En cualquier clase de yoga, pilates o incluso una rutina de ejercicios en casa, hay un enemigo oculto del que nunca somos conscientes que está acechando hasta que empezamos a hacer nuestra práctica deportiva favorita: el suelo liso. Da igual si estás en un estudio de yoga o pilates adaptado para su práctica o si simplemente has preparado una pequeña zona de tu salón con una esterilla deportiva y unas mancuernas ajustables para poder hacer deporte sobre el parqué de tu salón. La verdad es que, cuando haces deportes sin playeros, es inevitable que en cierto punto los pies te empiecen a resbalar, ya sea por el sudor o porque los calcetines no se agarran bien al suelo. Este problema, sobre todo, es muy común en deportes en los que se necesita mantener posturas durante un tiempo determinado. Basta un mal apoyo o movimiento para perder el equilibrio y perder el flujo del entrenamiento, o, peor aún, hacerte daño y lesionarte.

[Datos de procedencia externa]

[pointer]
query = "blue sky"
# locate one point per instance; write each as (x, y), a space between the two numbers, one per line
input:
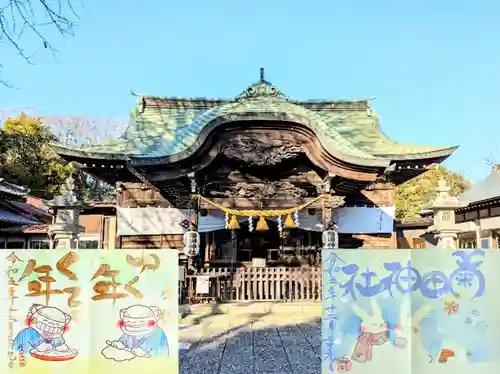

Por eso existen los calcetines antideslizantes. No son simplemente un accesorio de moda: son una herramienta muy útil para entrenar de forma segura, no perder el control y evitar lesiones tontas.
Si practicas yoga habitualmente, seguramente te ha pasado: en medio de un asana has tenido que corregir tu postura porque el pie se te iba deslizando poco a poco hacia atrás. Estos calcetines llevan en la parte baja unos puntos de silicona que cubren toda la planta del pie, desde el talón hasta los dedos. El resultado es un entrenamiento más fluido y facilidad para desarrollar cada día una técnica mejor. Puedes hacer una plancha lateral, la postura del guerrero o el perro boca abajo sin miedo a tener que estar preocupada por resbalones o movimientos involuntarios.